Von Detlef Anders 19.08.2002, 13:00

Güntersberger/MZ. - Garscha hat vor ein paar Monaten seine in rund 50 Jahren geschossenen Fotos und gesammelten Werke samt einer Bibliothek mit Regionalliteratur in 50 Bananenstiegen gepackt und zu Hause ausquartiert. Im Bürgerhaus der Stadt hat der Ortschronist im Obergeschoss zwei Chronikzimmer erhalten. Eine ABM-Mitarbeiterin hilft ihm, alles zu archivieren und zu registrieren. 4 800 meist großformatige Fotos sind in Hängeregistern verpackt.

Einen winzig kleinen Teil der Sammlung präsentiert Garscha nun mit Hilfe von Gudrun Paetz und der Pfarrerfamilie in der Kirche. Die Präsentation ist nicht hochprofessionell - für einen Computer fühlt sich Garscha zu alt - doch der Pfarrer half, seine Tafel in Form zu bringen.

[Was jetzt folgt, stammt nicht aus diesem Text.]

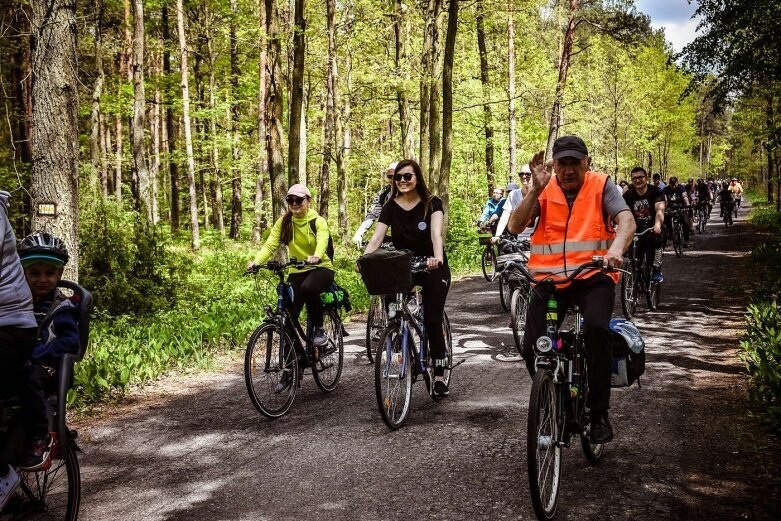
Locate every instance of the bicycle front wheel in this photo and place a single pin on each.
(629, 291)
(54, 493)
(543, 451)
(376, 321)
(271, 370)
(327, 370)
(519, 304)
(393, 377)
(488, 262)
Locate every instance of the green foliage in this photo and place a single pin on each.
(126, 262)
(762, 355)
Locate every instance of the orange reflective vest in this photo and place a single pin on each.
(567, 237)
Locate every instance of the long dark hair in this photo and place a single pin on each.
(423, 192)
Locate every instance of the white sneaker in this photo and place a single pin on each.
(8, 485)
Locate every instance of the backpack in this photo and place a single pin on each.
(628, 353)
(329, 250)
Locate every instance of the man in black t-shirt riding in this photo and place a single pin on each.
(647, 204)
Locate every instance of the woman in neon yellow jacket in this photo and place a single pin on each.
(304, 242)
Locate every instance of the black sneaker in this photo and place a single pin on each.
(284, 381)
(601, 430)
(440, 389)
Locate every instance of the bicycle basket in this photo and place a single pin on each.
(385, 272)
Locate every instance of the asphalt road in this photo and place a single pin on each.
(192, 447)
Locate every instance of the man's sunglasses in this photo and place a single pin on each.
(292, 199)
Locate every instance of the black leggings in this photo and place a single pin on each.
(435, 285)
(307, 287)
(594, 296)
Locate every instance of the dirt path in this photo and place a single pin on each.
(193, 447)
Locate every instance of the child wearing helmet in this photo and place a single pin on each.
(43, 257)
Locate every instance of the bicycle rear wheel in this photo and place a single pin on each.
(393, 377)
(376, 321)
(51, 494)
(629, 290)
(264, 367)
(327, 370)
(543, 452)
(519, 304)
(488, 262)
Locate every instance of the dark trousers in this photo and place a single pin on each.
(16, 344)
(435, 285)
(307, 287)
(594, 296)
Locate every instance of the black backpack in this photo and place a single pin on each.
(329, 250)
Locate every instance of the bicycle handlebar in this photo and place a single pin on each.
(595, 264)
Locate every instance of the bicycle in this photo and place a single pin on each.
(376, 318)
(638, 279)
(279, 348)
(403, 356)
(55, 491)
(676, 224)
(557, 403)
(488, 256)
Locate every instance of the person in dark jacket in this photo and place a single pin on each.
(43, 257)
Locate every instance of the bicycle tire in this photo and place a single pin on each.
(504, 292)
(678, 239)
(376, 320)
(629, 290)
(519, 305)
(488, 262)
(543, 452)
(327, 370)
(261, 381)
(393, 378)
(54, 493)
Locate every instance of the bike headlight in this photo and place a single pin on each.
(544, 344)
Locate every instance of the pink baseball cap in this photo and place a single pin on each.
(299, 190)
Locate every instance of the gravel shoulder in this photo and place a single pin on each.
(191, 446)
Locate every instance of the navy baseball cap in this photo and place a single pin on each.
(569, 146)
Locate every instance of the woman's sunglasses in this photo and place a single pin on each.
(292, 199)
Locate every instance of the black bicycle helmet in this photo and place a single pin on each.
(42, 247)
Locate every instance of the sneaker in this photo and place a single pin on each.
(320, 338)
(440, 389)
(8, 485)
(284, 381)
(601, 430)
(37, 457)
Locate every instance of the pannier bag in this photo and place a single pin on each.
(386, 272)
(628, 353)
(336, 296)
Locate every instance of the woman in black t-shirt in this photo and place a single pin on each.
(415, 217)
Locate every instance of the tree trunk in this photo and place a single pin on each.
(219, 214)
(95, 141)
(555, 122)
(512, 147)
(236, 206)
(447, 111)
(401, 34)
(274, 102)
(170, 130)
(329, 122)
(139, 112)
(484, 79)
(259, 223)
(296, 95)
(55, 133)
(196, 236)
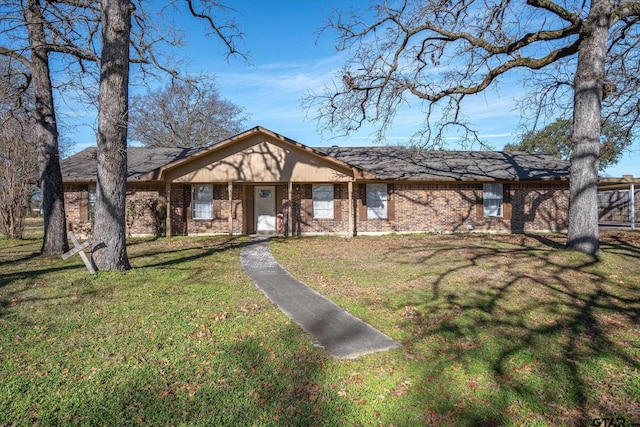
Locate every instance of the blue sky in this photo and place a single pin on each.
(287, 58)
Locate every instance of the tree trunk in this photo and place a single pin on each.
(583, 232)
(110, 225)
(46, 134)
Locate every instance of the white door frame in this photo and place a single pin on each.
(264, 207)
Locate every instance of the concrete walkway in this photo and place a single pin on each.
(332, 327)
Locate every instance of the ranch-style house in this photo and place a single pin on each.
(263, 182)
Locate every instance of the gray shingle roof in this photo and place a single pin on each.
(385, 162)
(82, 167)
(401, 163)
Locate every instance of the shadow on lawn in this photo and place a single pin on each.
(245, 383)
(534, 330)
(189, 248)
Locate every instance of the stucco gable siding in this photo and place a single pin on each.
(259, 158)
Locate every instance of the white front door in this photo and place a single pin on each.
(265, 208)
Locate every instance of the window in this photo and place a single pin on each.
(376, 201)
(492, 199)
(322, 201)
(92, 198)
(202, 202)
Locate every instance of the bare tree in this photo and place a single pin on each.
(442, 52)
(184, 114)
(113, 106)
(18, 157)
(70, 29)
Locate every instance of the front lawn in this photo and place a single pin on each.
(496, 330)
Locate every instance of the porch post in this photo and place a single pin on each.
(230, 189)
(290, 210)
(168, 218)
(351, 230)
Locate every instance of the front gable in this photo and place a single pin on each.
(259, 156)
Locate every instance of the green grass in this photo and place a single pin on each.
(496, 330)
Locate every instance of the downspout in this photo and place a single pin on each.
(168, 218)
(230, 190)
(632, 207)
(350, 231)
(289, 230)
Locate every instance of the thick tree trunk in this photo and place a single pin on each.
(110, 223)
(46, 134)
(589, 80)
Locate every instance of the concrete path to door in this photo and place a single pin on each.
(332, 327)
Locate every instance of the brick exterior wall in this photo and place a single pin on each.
(221, 209)
(302, 220)
(145, 210)
(438, 208)
(446, 208)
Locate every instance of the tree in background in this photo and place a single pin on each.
(185, 113)
(442, 52)
(113, 105)
(555, 139)
(18, 156)
(31, 31)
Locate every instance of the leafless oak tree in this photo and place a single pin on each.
(18, 157)
(33, 30)
(441, 52)
(185, 113)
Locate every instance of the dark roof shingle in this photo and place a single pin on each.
(82, 167)
(385, 162)
(401, 163)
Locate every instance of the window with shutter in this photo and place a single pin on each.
(202, 202)
(322, 201)
(492, 200)
(376, 201)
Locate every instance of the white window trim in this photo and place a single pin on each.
(493, 200)
(323, 207)
(194, 200)
(373, 211)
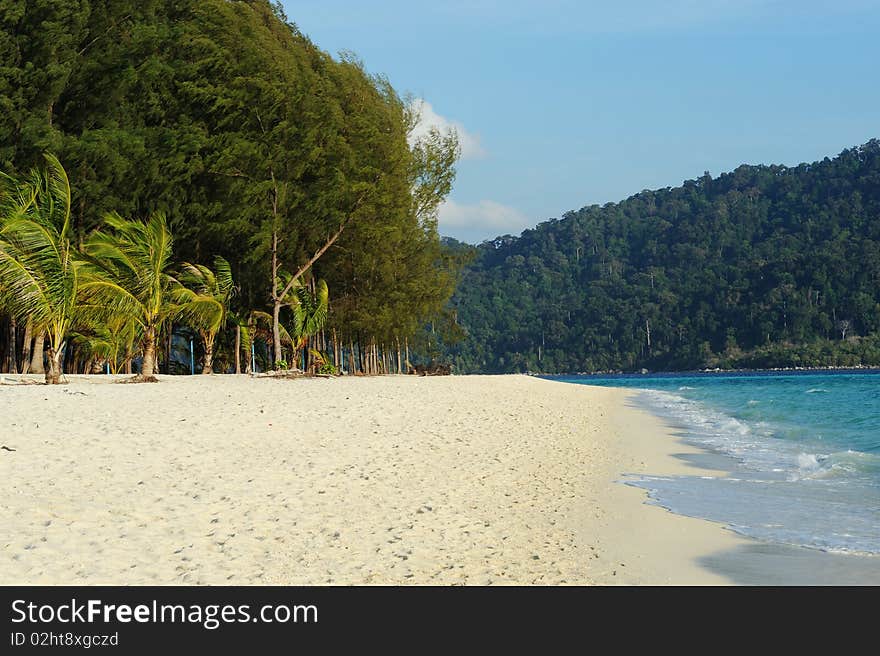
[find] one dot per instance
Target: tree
(39, 272)
(204, 301)
(127, 276)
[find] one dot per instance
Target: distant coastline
(645, 372)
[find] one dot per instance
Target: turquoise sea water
(802, 451)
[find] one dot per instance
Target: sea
(801, 451)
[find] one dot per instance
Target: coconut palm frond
(38, 265)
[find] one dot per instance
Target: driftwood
(432, 369)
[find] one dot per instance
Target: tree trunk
(12, 366)
(276, 331)
(53, 373)
(238, 349)
(26, 348)
(37, 357)
(208, 365)
(148, 364)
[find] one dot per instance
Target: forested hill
(765, 266)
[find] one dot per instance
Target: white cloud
(483, 220)
(471, 148)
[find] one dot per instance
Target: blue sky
(563, 104)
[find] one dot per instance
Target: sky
(561, 104)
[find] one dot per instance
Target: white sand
(232, 480)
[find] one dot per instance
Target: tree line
(765, 266)
(296, 196)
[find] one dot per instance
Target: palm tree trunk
(276, 331)
(237, 349)
(148, 364)
(37, 357)
(208, 366)
(26, 348)
(12, 366)
(53, 374)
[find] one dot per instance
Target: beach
(232, 480)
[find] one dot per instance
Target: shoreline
(691, 372)
(392, 480)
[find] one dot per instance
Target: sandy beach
(389, 480)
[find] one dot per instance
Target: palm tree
(309, 313)
(204, 301)
(39, 276)
(127, 277)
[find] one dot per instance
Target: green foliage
(764, 266)
(223, 117)
(39, 271)
(127, 277)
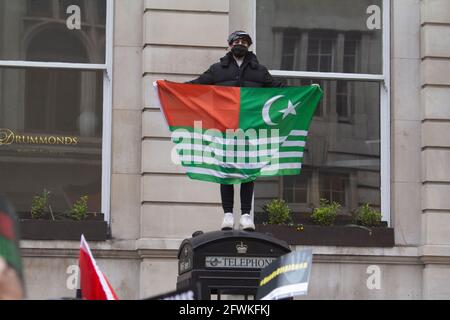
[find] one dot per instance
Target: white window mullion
(385, 125)
(51, 65)
(327, 75)
(107, 115)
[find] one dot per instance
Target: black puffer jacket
(228, 73)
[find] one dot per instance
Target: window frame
(385, 100)
(106, 68)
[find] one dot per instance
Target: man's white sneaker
(228, 221)
(246, 223)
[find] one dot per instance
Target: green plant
(278, 212)
(80, 209)
(325, 215)
(39, 205)
(367, 216)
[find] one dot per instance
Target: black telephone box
(224, 265)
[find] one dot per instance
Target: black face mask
(239, 51)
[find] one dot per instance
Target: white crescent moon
(266, 109)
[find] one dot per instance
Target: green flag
(233, 135)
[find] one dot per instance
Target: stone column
(435, 102)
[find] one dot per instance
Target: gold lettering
(43, 140)
(34, 140)
(6, 137)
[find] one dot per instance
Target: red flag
(94, 284)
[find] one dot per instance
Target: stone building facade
(153, 206)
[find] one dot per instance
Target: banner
(287, 277)
(232, 135)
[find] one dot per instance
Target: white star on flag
(290, 110)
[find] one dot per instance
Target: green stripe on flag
(274, 124)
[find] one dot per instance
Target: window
(36, 30)
(333, 44)
(52, 104)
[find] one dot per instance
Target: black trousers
(227, 193)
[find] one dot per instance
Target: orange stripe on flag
(216, 107)
(94, 284)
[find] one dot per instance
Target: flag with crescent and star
(232, 135)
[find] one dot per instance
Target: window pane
(332, 36)
(42, 30)
(344, 155)
(51, 136)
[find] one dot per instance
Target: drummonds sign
(8, 137)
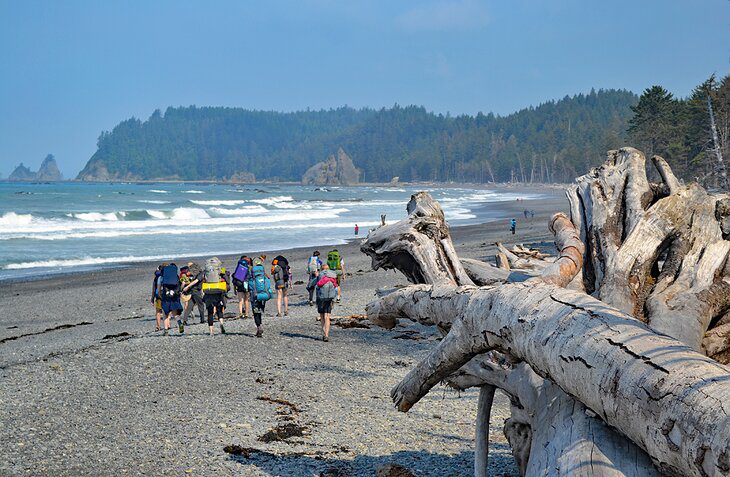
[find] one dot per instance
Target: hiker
(240, 284)
(215, 287)
(195, 287)
(313, 267)
(168, 289)
(259, 289)
(337, 264)
(327, 291)
(281, 274)
(185, 297)
(156, 298)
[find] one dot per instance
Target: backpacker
(212, 279)
(284, 264)
(240, 275)
(260, 284)
(313, 265)
(334, 260)
(170, 282)
(327, 291)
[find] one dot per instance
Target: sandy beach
(87, 387)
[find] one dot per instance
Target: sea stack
(336, 170)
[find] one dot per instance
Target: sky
(71, 69)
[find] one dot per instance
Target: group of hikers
(176, 292)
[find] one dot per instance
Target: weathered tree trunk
(658, 252)
(665, 397)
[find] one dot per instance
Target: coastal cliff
(337, 170)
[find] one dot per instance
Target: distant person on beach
(327, 291)
(195, 287)
(337, 264)
(259, 289)
(314, 265)
(156, 298)
(185, 297)
(281, 274)
(240, 284)
(168, 289)
(215, 287)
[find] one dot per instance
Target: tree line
(552, 142)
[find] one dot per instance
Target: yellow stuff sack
(214, 286)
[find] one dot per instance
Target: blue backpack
(260, 284)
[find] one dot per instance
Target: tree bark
(665, 397)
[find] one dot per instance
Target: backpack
(284, 264)
(240, 275)
(260, 285)
(327, 291)
(334, 260)
(170, 282)
(313, 265)
(212, 280)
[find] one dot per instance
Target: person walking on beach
(313, 267)
(337, 264)
(195, 287)
(156, 298)
(168, 289)
(281, 274)
(240, 283)
(259, 288)
(215, 287)
(185, 297)
(327, 291)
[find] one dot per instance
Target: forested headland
(552, 142)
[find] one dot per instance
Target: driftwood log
(601, 385)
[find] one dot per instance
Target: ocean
(65, 227)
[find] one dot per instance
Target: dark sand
(88, 388)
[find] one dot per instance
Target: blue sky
(70, 69)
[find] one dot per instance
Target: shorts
(169, 306)
(324, 306)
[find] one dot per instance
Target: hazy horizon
(72, 70)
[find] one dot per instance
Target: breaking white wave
(11, 218)
(218, 202)
(159, 202)
(78, 262)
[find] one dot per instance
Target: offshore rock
(336, 170)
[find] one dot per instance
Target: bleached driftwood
(617, 211)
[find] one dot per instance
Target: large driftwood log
(587, 442)
(655, 251)
(665, 397)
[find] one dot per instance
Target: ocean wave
(11, 218)
(97, 216)
(273, 200)
(79, 262)
(218, 202)
(159, 202)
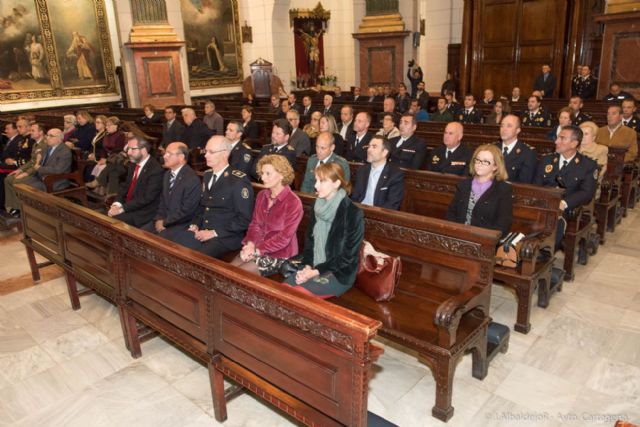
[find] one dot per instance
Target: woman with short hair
(334, 235)
(484, 199)
(276, 216)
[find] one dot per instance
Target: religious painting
(212, 34)
(42, 58)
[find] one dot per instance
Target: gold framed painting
(54, 49)
(214, 46)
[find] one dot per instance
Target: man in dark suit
(536, 115)
(568, 169)
(408, 151)
(577, 115)
(55, 159)
(196, 133)
(294, 104)
(307, 107)
(359, 139)
(139, 196)
(298, 138)
(519, 158)
(379, 182)
(241, 157)
(225, 209)
(453, 156)
(180, 191)
(469, 114)
(172, 129)
(328, 107)
(280, 134)
(545, 82)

Es sind nicht nur die Kopien der Urkunden mit den ersten Erwähnungen Siptenfeldes und Güntersberges, sondern auch die Übertragungen in eine leicht lesbare Schrift, die den Reiz für heimatgeschichtlich interessierte Gäste ausmachen. Auf Kopien des ersten Bildes von Güntersberge in einer Zeichnung aus der "Historia von Anhalt" Beckmann von etwa 1700 sind Kirche und Schloss noch zusammen zu sehen. Nach dem Stadtbrand 1707 wurde aus der Haufensiedlung die heutige Straßensiedlung mit der durch den Ort führenden Straße, die auch Kirche und Schloss trennte, erklärt Garscha.

Der Chronist schildert mit Hilfe der Fotos, weshalb aus den Stockschen Werken, die 1935/36 als Spiralbohrerfabrik gebaut wurden, nie Bohrer kamen und dass das Rüstungsunternehmen nach 1945 nur Dank des Einsatzes der Bürger nicht gesprengt, sondern für die Landwirtschaft genutzt wurde, ehe es durch den Einsatz einer Bürgerinitiative wieder Sitz einer Fabrik, die Öfen baute, wurde.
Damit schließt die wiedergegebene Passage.